Annual new home starts have decreased 9% compared to last year’s pace for a total of 3,045 and annual closings are down 3% to 3,092. Ada County started 578 new homes during 3Q14, which is down 22% compared to 3Q13, and another -4% from last quarter. Annual starts decreased -12% from last year to 2,231. There were 700 new home closings during 3Q14, down only -.4% compared to last year, however up 28% from last quarter. Canyon County started 231 new homes during 3Q14, which is down 11% compared to last year, however up +6% from last quarter. Closings during the second quarter decreased 6% compared to last year, however increased +27% from last quarter, for a total of 233. Annual new home starts decreased -1% over the pace last year to 787 and annual closings are up +12%, for a total of 769.
“As in other parts of the region, the new home market is now heavily weighted towards the move-up buyer, leaving the entry-level buyer at a disadvantage, due to the rapid increase in prices and tightening lending environment,” said Eric Allen, Director of Metrostudy’s Utah/Idaho Region. “Annual starts above $300,000 have increased 37% over last year, while the pace has decreased 25% for homes under $300,000 compared to the same time. Demand for homes in the market remains strong, and low inventory levels have contributed to the rapid increase in prices. The median price for a new home in Ada County is $285,3000, up 20% over last year and 4% from last quarter. The median price in Canyon County has increased 12% over last year to $180,300 and up another 2% from last quarter.”
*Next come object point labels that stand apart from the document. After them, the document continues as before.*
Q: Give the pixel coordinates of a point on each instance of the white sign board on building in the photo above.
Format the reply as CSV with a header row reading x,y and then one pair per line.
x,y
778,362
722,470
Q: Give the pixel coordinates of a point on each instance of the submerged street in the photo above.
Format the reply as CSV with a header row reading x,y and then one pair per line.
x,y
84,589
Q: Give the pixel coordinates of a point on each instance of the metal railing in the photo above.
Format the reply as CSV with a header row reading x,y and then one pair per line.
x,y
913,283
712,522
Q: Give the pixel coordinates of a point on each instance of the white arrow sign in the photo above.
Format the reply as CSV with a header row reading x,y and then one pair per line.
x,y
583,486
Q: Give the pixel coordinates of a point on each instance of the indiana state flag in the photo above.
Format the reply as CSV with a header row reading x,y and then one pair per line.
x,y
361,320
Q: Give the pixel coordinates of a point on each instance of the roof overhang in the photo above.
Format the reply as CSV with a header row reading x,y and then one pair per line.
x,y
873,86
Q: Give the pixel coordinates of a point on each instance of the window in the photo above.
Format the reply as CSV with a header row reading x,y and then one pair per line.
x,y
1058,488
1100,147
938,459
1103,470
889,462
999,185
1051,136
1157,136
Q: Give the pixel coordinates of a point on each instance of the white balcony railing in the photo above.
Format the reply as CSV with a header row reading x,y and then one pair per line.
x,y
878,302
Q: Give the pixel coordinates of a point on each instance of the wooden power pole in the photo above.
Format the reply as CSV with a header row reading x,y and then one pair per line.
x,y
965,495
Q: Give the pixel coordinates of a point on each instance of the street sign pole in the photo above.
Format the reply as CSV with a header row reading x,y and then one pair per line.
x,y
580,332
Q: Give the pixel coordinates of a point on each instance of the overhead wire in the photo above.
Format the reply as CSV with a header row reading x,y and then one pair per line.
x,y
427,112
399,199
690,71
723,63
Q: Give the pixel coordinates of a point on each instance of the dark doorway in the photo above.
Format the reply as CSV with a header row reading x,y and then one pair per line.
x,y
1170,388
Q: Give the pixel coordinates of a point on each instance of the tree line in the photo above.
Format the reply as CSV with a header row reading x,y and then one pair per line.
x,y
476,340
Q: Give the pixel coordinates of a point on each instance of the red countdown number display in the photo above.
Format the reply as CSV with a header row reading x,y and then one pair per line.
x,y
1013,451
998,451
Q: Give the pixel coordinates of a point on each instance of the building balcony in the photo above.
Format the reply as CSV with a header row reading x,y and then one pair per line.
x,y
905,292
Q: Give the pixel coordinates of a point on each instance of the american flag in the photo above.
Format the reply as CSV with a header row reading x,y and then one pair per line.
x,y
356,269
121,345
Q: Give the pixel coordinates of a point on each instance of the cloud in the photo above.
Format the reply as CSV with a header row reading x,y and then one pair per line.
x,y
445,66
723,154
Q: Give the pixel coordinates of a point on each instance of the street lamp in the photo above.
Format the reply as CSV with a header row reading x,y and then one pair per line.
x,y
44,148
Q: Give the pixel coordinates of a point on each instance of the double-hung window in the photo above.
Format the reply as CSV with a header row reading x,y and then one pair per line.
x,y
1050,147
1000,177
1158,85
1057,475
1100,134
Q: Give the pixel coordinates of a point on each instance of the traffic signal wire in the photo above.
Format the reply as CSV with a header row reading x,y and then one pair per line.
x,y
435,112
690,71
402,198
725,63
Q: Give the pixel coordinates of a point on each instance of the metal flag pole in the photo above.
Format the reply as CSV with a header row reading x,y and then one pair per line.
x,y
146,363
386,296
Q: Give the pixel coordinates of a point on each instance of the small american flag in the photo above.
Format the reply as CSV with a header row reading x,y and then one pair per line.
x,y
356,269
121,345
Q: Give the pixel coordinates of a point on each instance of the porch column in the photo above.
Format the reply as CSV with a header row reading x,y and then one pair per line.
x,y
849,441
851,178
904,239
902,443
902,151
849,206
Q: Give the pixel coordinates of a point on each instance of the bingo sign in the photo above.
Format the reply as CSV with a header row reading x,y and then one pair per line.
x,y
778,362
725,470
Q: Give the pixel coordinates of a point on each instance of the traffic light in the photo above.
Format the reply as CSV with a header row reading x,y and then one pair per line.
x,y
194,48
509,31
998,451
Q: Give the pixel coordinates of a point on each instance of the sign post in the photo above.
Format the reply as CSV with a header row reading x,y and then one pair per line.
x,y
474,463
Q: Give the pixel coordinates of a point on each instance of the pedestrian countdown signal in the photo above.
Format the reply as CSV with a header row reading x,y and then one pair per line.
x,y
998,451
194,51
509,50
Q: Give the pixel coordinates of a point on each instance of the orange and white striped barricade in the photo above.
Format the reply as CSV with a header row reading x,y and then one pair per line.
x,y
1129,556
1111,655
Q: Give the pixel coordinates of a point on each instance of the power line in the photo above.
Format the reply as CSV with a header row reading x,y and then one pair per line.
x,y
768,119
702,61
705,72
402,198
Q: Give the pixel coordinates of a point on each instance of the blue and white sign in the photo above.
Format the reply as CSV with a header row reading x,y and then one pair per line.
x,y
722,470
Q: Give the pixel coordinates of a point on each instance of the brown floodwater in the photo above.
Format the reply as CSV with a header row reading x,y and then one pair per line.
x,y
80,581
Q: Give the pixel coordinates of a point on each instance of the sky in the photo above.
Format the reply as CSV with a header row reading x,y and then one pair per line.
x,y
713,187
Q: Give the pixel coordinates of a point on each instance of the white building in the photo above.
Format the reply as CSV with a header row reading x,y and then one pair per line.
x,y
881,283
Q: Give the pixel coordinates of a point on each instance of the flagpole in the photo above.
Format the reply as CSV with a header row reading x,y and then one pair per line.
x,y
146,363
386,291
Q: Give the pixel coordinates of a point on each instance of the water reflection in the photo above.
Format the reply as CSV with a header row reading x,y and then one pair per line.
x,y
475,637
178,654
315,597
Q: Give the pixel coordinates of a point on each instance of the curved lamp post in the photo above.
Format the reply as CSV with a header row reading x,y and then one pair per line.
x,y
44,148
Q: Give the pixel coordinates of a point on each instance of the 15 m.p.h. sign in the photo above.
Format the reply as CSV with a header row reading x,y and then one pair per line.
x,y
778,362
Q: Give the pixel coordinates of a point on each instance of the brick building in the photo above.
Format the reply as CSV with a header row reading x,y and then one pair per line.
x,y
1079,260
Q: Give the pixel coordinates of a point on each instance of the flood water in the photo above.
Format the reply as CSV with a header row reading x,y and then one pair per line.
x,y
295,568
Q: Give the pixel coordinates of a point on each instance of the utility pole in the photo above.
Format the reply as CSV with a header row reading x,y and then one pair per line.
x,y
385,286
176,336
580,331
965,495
As of September, there is a 5.6 month supply of new single family detached homes in the Treasure Valley market, which is unchanged from last year, but down from 6.0 months last quarter. Inventory for homes under construction declined -11% compared to last year at this time, and -5% from last quarter. Currently this is a 3.2 month supply, down from 3.6 months in 3Q13. Finished vacant home inventory has increased +15% from 3Q13, however decreased -11% from last quarter. Due to the increased absorption (closings), the supply of finished vacant homes dropped from 2.4 months to 2.1 months currently. There is also a 10.1 month supply of attached home inventory on the ground. Under construction inventory calculates to a 5.8 month supply, with an additional 5.8 month supply of finished vacant homes/units on the ground.
Inventory of vacant developed lots (VDL), for both attached and detached homes in Ada County has increased +17% over last year and +7% from last quarter, and translates to a 26.6 month supply. Vacant developed lot inventory in Canyon County is down -10% from last year. Based on the current pace of absorption, this is a 56.0 month supply, which is down from 61.2 months recorded in 3Q13. There have been 3,050 new lots delivered over the past year, compared to 1,504 in 3Q13. Despite the spike in deliveries, “good” lots are being absorbed quickly, and need to be replaced.
“Metrostudy expects demand to remain relatively steady for the next year, however there are some indicators that will continue to put pressure on the market, primarily those being lack of supply, higher prices and interest rates,” said Allen. “The market is experiencing a cooling off period compared to the rapid growth over the past three years, but is not cause for concern as long as jobs keep pace.”